If a User’s personally identifiable information changes, or if a User no longer desires to receive non-account specific information from HFI, HFI will endeavor to provide a way to correct, update and/or remove that User’s previously-provided personal data. This can be done by emailing a request to HFI at hfi@humanfactors.com. Additionally, you may request access to the personally identifiable information as collected by HFI by sending a request to HFI as set forth above. Please note that in certain circumstances, HFI may not be able to completely remove a User’s information from its systems. For example, HFI may retain a User’s personal information for legitimate business purposes, if it may be necessary to prevent fraud or future abuse, for account recovery purposes, if required by law or as retained in HFI’s data backup systems or cached or archived pages. All retained personally identifiable information will continue to be subject to the terms of the Privacy Policy to which the User has previously agreed.

Contacting HFI

If you have any questions or comments about this Privacy Policy, you may contact HFI via any of the following methods:
Human Factors International, Inc.
PO Box 2020
1680 highway 1, STE 3600
Fairfield IA 52556
hfi@humanfactors.com
(800) 242-4480

Terms and Conditions for Public Training Courses

Reviewed: 18 Mar 2014

Cancellation of Course by HFI

HFI reserves the right to cancel any course up to 14 (fourteen) days prior to the first day of the course. Registrants will be promptly notified and will receive a full refund or be transferred to the equivalent class of their choice within a 12-month period. HFI is not responsible for travel expenses or any costs that may be incurred as a result of cancellations.

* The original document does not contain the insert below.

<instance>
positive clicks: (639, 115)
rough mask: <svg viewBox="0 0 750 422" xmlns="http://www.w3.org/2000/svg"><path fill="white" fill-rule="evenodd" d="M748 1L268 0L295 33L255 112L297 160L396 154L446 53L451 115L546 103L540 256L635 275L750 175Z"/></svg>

Cancellation of Course by Participants (All regions except India)

$100 processing fee if cancelling within two weeks of course start date.

Cancellation / Transfer by Participants (India)

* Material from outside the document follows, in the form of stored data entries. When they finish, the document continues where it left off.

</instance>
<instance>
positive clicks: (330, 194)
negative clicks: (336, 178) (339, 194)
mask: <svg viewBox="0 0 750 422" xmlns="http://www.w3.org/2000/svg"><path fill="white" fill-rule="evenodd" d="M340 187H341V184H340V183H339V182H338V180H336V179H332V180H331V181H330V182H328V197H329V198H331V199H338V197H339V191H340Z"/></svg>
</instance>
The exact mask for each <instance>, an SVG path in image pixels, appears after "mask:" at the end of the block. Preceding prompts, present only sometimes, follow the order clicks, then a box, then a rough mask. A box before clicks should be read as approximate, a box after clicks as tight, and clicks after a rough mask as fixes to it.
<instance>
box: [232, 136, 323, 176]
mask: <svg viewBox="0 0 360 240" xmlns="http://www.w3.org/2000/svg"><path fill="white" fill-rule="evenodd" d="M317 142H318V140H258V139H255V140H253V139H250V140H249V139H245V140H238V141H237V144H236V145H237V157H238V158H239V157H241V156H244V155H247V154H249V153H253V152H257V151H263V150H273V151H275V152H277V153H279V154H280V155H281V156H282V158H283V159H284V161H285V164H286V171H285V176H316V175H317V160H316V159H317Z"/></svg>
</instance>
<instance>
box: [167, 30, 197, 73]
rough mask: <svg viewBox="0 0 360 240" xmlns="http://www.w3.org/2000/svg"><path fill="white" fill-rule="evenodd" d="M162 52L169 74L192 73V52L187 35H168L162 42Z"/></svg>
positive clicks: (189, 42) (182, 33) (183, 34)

4 Pack + Exam registration: Rs. 10,000 per participant processing fee (to be paid by the participant) if cancelling or transferring the course (4 Pack-CUA/CXA) registration before three weeks from the course start date. No refund or carry forward of the course fees if cancelling or transferring the course registration within three weeks before the course start date.

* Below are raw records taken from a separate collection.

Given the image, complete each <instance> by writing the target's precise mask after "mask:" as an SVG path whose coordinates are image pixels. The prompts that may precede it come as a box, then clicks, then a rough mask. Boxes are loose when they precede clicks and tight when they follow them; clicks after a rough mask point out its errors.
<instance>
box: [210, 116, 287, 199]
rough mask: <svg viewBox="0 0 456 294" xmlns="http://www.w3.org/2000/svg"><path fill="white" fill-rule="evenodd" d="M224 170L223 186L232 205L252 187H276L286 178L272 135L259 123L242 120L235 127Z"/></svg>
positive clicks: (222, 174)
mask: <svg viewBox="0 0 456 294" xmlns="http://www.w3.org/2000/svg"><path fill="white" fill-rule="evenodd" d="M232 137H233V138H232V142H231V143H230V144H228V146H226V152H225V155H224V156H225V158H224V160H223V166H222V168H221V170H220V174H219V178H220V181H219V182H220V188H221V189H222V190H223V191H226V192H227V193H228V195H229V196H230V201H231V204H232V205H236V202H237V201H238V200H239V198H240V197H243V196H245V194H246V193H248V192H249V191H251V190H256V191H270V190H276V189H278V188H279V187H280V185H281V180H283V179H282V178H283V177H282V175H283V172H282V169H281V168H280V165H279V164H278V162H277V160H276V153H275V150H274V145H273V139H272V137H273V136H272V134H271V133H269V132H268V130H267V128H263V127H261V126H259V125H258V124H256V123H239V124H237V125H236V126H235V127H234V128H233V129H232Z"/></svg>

Individual Modules: Rs. 3,000 per participant ‘per module’ processing fee (to be paid by the participant) if cancelling or transferring the course (any Individual HFI course) registration before three weeks from the course start date. No refund or carry forward of the course fees if cancelling or transferring the course registration within three weeks before the course start date.

Exam: Rs. 3,000 per participant processing fee (to be paid by the participant) if cancelling or transferring the pre agreed CUA/CXA exam date before three weeks from the examination date. No refund or carry forward of the exam fees if requesting/cancelling or transferring the CUA/CXA exam within three weeks before the examination date.

No Recording Permitted

There will be no audio or video recording allowed in class. Students who have any disability that might affect their performance in this class are encouraged to speak with the instructor at the beginning of the class.

Course Materials Copyright

The course and training materials and all other handouts provided by HFI during the course are published, copyrighted works proprietary and owned exclusively by HFI. The course participant does not acquire title nor ownership rights in any of these materials. Further the course participant agrees not to reproduce, modify, and/or convert to electronic format (i.e., softcopy) any of the materials received from or provided by HFI. The materials provided in the class are for the sole use of the class participant. HFI does not provide the materials in electronic format to the participants in public or onsite courses.